The Case for Perioperative Care

Published: 11/11/2019

Later After Surgery

Trends in perioperative care must mirror those of the wider NHS. Our reliance on care in hospital is unsustainable, inefficient and frequently fails to meet patients’ hopes and expectations.

Communication between primary and secondary care

As we work to ensure patients recover quickly after surgery, the number of days they spend in hospital will steadily decrease. This in turns places demands on the system to communicate more effectively between primary and secondary care, an interface that most agree does not function as well as it should.

As we offer surgery to more older patients, and to those with long-term disease than we ever have before, it is vital that we consider the impact of major surgery in the context of patients’ long-term health. Primary care services need support and excellent communication from a team of experts who understand the impact major surgery has on their individual patients, advising on specific medical problems that have arisen after surgery, coordinating onward referrals if specialist input is needed, and ensuring the GP is fully informed of their patient’s progress in the weeks and months following surgery.
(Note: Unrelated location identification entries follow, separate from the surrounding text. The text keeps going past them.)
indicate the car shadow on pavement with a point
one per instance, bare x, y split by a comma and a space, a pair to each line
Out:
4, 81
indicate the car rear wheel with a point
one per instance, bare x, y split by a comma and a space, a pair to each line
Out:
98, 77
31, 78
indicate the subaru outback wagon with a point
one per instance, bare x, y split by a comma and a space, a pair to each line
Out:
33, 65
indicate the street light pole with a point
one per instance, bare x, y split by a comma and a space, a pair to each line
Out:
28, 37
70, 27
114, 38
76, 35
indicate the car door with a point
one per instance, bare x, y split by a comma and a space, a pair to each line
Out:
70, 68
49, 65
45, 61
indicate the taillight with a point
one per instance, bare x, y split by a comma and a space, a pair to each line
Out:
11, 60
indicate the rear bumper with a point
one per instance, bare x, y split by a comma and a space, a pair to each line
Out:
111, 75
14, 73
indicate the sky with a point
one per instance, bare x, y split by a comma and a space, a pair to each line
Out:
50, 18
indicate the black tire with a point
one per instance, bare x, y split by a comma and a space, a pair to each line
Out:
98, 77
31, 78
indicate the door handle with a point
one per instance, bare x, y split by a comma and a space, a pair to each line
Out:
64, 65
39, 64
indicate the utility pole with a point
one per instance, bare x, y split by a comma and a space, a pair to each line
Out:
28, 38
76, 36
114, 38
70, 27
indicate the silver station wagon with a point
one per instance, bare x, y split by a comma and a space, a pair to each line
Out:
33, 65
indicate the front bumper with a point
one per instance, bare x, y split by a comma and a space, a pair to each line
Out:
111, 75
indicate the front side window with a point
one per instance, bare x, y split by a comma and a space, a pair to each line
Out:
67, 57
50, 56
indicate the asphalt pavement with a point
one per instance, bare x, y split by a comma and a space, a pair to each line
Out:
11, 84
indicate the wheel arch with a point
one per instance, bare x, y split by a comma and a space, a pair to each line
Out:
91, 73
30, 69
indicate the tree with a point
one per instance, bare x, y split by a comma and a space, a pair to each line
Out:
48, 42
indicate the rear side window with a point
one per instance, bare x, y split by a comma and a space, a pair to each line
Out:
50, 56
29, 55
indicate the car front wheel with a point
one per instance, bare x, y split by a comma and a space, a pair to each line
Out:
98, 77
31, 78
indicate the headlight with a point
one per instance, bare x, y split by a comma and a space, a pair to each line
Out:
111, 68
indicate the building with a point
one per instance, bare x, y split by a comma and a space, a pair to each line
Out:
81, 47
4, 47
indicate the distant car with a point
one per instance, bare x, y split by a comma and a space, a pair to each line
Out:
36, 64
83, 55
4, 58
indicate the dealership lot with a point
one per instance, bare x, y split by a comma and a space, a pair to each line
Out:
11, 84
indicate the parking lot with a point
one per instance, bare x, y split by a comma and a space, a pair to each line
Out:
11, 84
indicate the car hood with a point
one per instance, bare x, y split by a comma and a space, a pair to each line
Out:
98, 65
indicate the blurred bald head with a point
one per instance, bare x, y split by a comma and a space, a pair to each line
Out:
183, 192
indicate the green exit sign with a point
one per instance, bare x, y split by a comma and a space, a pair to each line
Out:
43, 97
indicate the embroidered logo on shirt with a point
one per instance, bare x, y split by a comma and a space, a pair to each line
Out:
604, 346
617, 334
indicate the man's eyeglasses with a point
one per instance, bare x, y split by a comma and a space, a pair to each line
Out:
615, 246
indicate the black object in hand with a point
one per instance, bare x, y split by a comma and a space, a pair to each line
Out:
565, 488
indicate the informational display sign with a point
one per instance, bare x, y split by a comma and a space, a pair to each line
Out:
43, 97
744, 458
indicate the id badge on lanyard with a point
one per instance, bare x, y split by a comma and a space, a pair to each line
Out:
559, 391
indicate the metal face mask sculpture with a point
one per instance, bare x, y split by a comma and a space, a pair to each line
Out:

Kidney injury after major surgery

Acute kidney injury (AKI) is a serious clinical problem which has a significant impact on both short and long-term patient outcomes after surgery. As we offer major surgery to more and more patients with risk factors for kidney disease, more patients experience damage to their kidneys as a result of the systemic inflammatory response to surgery. The rising prevalence of risk factors such as older age, chronic kidney disease, diabetes and hypertension indicates that surgery will have a growing impact on the long-term health of patients.

We now recognise that even mild episodes of AKI trigger step-wise deteriorations in renal function, eventually leading to chronic kidney disease. This in turn results in a dramatic increase in cardiovascular risk, reduced survival, and of course increased NHS resource use. For technical reasons, it is very difficult to predict a patient’s risk of kidney disease at the time of hospital discharge. This partly relates to the reliability of routine kidney blood-tests in patients who have major surgery. Local and national collaborations between clinical teams in nephrology, perioperative medicine, intensive care and biochemistry have led to more effective screening systems for AKI and pathways for follow-up.

A major NHS trust in London has taken this a step further by creating an AKI follow up clinic. This is a collaborative venture between several hospital departments, offering patients at risk an expert assessment and screening for the presence or worsening of chronic kidney disease in the months following surgery. This creates key opportunities to improve long-term health by reducing the progression of kidney disease and its cardiovascular consequences. We now realise that many acute illnesses have an important impact on long-term disease. In time, we expect to see routine screening of patients for acute myocardial, kidney and other organ injuries triggered by major surgery. This will allow us to minimise the long-term effects of short-term harm.